Hello! A complete dagster newbie here. I was looki...
# ask-community
t
Hello! A complete dagster newbie here. I was looking for some guidance using dynamic partitioning. We have an IoT-type streaming dataset with measurements belonging to different batches. We do not know the batch IDs beforehand. I wanted to set up a pipeline that would consume the incoming data and then save it to parquet using batch IDs as partitions. Initially, I went with DynamicOutput solution where I split the entries by batchID and then materialised the assets inside the op that was mapped onto them. I stored the batchIDs separately when materialising the assets and supplied a function that could return all of them to the dynamic_partitioned_config as they were being added. This felt like a hack though, as obviously I needed to leave the job config empty as all the partitions were materialised in the same job. The second solution was to save the incoming source dataset as a materialised asset and add the batch IDs included in that particular file as metadata. Then in an asset sensor monitoring that asset I retrieved all the batches and submitted a separate RunRequest for each, supplying the batchID via config, so everything should work nicely as each partition would have its own job. However, the result is very similar as when I did it the the hackish way: the partitions are registered for the asset, but Dagit shows them all as missing and submitting a backfill request doesn’t do anything. I assume this is because the function passed to the dynamic_partitioned_config returns all the correct keys, but the asset materialisations do not get registered correctly. Any ideas on how this setup could work, or maybe some better architectural design that would be more in line with Dagster’s way of working? Thanks in advance!
c
just to make sure, are you logging the partition key on the assetmaterialization? If not, that's probably why they aren't showing up in dagit
t
The op that handles each batch looks like this:
Copy code
@op(
    config_schema={"batch_id": str},
    required_resource_keys={"source_data_path", "stage_data_path"},
)
def stage_op_persist_batch(context):
    batch_id = context.op_config["batch_id"]
    _put_key(batch_id)
    file_path = f"{context.resources.source_data_path}/{batch_id}.pickle"

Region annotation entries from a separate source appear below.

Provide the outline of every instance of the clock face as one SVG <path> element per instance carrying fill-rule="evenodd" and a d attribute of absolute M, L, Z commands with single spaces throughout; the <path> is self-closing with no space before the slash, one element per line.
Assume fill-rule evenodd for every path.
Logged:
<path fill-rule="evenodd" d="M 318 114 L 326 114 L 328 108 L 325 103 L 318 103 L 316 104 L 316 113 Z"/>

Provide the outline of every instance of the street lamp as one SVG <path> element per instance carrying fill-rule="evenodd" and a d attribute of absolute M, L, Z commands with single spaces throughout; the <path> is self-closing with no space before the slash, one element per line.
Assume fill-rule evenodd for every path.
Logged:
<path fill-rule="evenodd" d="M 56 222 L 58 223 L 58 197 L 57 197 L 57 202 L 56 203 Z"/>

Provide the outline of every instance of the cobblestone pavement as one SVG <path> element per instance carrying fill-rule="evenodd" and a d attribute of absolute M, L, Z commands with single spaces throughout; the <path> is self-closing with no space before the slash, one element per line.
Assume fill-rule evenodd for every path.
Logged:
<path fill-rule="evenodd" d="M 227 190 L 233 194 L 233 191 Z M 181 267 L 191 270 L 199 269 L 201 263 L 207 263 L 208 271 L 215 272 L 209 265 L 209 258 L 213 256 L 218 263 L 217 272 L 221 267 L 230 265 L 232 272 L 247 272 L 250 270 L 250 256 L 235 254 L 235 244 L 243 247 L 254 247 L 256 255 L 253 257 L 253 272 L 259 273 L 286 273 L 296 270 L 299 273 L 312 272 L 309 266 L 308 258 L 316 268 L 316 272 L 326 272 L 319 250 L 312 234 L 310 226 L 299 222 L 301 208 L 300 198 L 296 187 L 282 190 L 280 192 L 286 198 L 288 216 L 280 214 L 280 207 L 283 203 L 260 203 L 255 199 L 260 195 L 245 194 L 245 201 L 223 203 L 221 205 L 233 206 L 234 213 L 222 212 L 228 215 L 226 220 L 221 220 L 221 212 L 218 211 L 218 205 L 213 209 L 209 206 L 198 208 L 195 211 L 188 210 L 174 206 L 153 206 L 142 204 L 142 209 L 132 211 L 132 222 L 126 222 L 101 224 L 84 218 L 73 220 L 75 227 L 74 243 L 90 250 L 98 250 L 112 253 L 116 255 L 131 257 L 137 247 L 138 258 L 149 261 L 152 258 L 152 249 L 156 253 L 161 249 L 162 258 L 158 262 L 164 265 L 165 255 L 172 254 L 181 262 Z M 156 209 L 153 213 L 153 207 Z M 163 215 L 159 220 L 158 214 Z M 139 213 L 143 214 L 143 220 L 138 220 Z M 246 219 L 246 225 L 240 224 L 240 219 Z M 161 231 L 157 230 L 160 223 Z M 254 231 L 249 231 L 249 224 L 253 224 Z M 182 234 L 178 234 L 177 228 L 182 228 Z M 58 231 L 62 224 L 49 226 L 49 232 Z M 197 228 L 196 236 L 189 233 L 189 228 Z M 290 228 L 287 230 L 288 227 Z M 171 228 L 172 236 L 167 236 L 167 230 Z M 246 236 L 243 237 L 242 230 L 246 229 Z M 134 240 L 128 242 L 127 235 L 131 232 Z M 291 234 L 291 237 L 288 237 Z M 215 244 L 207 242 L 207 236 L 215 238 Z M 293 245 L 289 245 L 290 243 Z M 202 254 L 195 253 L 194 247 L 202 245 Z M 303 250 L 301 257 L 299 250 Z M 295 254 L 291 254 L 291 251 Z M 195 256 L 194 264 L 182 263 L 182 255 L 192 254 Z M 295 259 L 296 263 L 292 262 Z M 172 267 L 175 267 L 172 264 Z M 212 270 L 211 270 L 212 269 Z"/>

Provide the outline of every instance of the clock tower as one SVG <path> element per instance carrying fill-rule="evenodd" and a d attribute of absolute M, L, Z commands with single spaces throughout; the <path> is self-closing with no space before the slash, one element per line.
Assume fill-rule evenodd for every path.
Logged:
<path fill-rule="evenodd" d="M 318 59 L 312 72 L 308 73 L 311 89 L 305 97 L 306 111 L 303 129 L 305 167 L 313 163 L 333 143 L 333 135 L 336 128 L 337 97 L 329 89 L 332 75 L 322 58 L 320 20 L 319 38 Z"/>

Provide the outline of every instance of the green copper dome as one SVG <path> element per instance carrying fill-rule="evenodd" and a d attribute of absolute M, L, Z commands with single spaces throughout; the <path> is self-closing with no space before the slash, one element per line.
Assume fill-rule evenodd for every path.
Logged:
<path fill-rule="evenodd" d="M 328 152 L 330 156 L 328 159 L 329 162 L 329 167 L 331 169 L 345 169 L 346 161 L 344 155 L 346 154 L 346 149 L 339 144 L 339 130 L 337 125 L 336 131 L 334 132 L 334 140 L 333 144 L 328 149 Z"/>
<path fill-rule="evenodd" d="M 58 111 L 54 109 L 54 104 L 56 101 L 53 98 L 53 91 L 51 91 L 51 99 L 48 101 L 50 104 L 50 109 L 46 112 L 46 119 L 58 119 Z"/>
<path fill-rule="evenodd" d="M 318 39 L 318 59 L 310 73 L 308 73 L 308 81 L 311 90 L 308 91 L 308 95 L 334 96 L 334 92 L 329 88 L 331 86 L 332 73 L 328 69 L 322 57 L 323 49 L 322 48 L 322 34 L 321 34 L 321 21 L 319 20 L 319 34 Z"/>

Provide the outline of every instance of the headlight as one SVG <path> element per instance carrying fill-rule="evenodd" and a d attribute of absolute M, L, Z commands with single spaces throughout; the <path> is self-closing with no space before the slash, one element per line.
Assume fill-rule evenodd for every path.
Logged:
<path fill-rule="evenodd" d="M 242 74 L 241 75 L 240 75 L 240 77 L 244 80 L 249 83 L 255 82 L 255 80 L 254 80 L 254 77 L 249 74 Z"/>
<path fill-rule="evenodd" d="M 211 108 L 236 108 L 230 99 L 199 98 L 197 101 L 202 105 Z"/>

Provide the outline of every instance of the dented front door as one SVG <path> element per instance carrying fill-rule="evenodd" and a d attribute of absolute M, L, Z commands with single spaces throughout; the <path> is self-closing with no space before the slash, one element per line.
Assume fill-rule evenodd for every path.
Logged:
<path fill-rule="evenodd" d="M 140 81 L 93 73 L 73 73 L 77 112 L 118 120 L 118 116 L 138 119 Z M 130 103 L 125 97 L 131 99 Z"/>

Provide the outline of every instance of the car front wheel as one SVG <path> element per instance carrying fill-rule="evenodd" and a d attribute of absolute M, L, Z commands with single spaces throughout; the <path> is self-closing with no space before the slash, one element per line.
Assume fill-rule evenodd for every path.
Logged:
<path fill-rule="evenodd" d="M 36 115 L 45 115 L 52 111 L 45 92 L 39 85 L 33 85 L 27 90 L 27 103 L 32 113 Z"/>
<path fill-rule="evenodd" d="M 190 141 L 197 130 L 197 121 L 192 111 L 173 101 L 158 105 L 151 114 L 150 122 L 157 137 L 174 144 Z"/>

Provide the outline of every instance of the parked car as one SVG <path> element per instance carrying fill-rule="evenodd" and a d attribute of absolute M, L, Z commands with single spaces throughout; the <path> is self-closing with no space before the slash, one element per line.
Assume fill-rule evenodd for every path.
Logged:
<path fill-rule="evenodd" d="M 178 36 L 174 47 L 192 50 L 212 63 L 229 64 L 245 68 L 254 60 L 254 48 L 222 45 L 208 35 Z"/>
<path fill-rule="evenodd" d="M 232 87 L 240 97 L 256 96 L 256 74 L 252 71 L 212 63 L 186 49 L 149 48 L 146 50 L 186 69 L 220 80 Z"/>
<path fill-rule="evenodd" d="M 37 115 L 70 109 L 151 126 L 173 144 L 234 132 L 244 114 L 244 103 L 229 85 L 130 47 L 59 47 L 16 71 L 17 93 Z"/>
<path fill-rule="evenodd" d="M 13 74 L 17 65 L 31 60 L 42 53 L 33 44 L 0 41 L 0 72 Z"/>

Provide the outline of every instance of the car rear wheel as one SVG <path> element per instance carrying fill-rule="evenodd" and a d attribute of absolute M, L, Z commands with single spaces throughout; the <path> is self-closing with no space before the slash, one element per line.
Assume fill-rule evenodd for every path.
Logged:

    df = pd.read_pickle(file_path)
    table = pa.Table.from_pandas(df)

    pq.write_to_dataset(
        table,
        root_path=f"{STAGE_PATH}/BatchID={batch_id}",
    )
    context.log_event(
        AssetMaterialization(
            asset_key="stage",
            description=f"Persisted partition {batch_id} to storage",
            partition=batch_id,
        )
    )
It is passed the following config:
Copy code
@dynamic_partitioned_config(partition_fn=_get_keys)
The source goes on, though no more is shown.